I had viewed the political machinations around the Federal Reserve as a transparent attempt of the Trump administration to control interest rates and push them lower. The market has agreed, with 2 year Treasury yields touching 3 year lows.
The pressure on the Fed has also led the price of gold to surge, as investors question the safe haven nature of the US dollar.
My preferred inflation measure, the 30 year yield to the 10 year yield, has also surged to new highs. That is market seeing yields lower in the short term, but needing to be higher in the long term.
So far so simple. The Trump administration puts a friendly team in at the Federal Reserve, the dollar tanks, the stock market surges and everyone is happy. And that would be fine by me. But I just read an interview of Scott Bessent in The International Economy, and he had the following criticisms of the Fed policy in recent years.
And then this:
It is particularly noticeable that since Covid, (and really from 2016 onwards) the spread on corporate debt to treasuries has become low and stayed low (COVID aside).
The market has learnt that the Federal Reserve will always be the buyer of last resort. The Fed happily expands its balance sheet at the first sign of trouble. But what Bessent is saying is that this is a policy that Fed should not be doing. To be fair the Fed, it has run down its balance sheet in recent years, but I don’t think markets have priced in any removal of a backstop.
As a percentage of GDP the balance sheet is down from a high of 36% to 22% today. But prior to 2008 it was only 7% of GDP. With US GDP at USD 30 trillion, 7% would imply a USD 2.1 trillion balance sheet, or a USD 4.5 trillion reduction.

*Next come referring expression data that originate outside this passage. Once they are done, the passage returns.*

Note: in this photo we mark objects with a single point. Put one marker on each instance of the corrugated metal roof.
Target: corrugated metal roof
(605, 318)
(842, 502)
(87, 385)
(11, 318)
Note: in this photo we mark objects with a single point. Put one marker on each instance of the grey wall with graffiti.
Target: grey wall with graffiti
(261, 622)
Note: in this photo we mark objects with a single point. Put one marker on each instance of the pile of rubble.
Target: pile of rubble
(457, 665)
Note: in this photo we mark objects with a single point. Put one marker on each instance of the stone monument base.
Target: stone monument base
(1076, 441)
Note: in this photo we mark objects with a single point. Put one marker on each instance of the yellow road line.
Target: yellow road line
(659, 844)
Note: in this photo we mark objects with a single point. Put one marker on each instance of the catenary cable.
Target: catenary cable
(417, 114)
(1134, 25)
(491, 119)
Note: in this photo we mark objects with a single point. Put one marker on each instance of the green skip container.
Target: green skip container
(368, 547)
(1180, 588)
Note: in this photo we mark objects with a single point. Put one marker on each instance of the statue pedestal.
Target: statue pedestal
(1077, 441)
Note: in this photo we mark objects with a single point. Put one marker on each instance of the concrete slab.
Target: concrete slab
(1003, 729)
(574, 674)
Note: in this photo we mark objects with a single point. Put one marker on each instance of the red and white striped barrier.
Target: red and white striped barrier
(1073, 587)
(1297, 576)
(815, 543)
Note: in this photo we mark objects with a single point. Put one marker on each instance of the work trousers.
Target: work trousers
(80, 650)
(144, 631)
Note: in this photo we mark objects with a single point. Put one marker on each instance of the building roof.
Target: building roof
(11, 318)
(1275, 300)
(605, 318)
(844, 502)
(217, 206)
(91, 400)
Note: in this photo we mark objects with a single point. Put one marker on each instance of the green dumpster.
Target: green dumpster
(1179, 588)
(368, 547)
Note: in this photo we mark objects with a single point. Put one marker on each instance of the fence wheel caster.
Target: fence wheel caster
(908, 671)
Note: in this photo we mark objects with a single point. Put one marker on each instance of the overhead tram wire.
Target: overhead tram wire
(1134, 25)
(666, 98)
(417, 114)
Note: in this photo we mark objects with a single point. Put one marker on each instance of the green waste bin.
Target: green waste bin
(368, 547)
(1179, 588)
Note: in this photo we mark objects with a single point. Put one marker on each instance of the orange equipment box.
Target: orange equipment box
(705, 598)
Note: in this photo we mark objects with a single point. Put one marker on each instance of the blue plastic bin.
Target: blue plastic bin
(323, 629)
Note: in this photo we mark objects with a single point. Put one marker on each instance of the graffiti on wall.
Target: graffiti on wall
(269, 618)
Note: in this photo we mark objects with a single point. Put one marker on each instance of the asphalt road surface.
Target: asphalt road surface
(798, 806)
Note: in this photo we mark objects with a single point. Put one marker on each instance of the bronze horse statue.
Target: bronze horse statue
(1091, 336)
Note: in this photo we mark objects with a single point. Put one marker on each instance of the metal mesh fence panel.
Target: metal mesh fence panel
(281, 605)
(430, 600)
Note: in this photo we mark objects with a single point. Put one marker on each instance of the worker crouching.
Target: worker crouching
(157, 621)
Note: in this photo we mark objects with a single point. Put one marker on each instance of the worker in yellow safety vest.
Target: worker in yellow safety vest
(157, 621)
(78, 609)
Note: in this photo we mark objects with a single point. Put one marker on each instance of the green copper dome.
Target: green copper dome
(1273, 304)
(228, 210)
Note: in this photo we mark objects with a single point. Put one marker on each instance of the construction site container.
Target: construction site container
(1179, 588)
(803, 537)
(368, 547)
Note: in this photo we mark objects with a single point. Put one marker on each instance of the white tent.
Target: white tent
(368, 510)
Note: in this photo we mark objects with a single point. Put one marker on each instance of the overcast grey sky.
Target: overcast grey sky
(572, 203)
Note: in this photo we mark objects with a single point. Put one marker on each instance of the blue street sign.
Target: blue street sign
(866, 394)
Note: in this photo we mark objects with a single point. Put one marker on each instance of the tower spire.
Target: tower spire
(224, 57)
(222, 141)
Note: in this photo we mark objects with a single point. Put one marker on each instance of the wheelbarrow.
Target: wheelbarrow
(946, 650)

Is this just talk, or is it Trump administration policy? Would it really allow credit markets to operate freely again? If true, it would be extremely bad news for leveraged bond trades - or basis trades. After dipping in 2022, basis traders have come back in vengeance.
The basis trade has expanded massively since the GFC for two reasons. QE and clearinghouse reform. Clearinghouse reform has meant that hedge funds can get all the leverage they want from clearinghouse, as the clearinghouse can not go bust, and the lenders have no transparency on who is borrowing. This should be a recipe for disaster, and we have seen moments when this looked like it would be a disaster, but central banks have stepped in to take the other side and bail out hedge funds. If Bessent is putting political pressure on the Fed to reduce its balance sheet, then the risk of malfunction in the treasury market is rising.
I think the base case for most investors would be the the Trump administration and the Fed would bail out investors, but politics is a funny game. And not all asset owners are the same. Hedge funds and private equity guys being zeroed would not cause much of a political problem I think. Let’s see.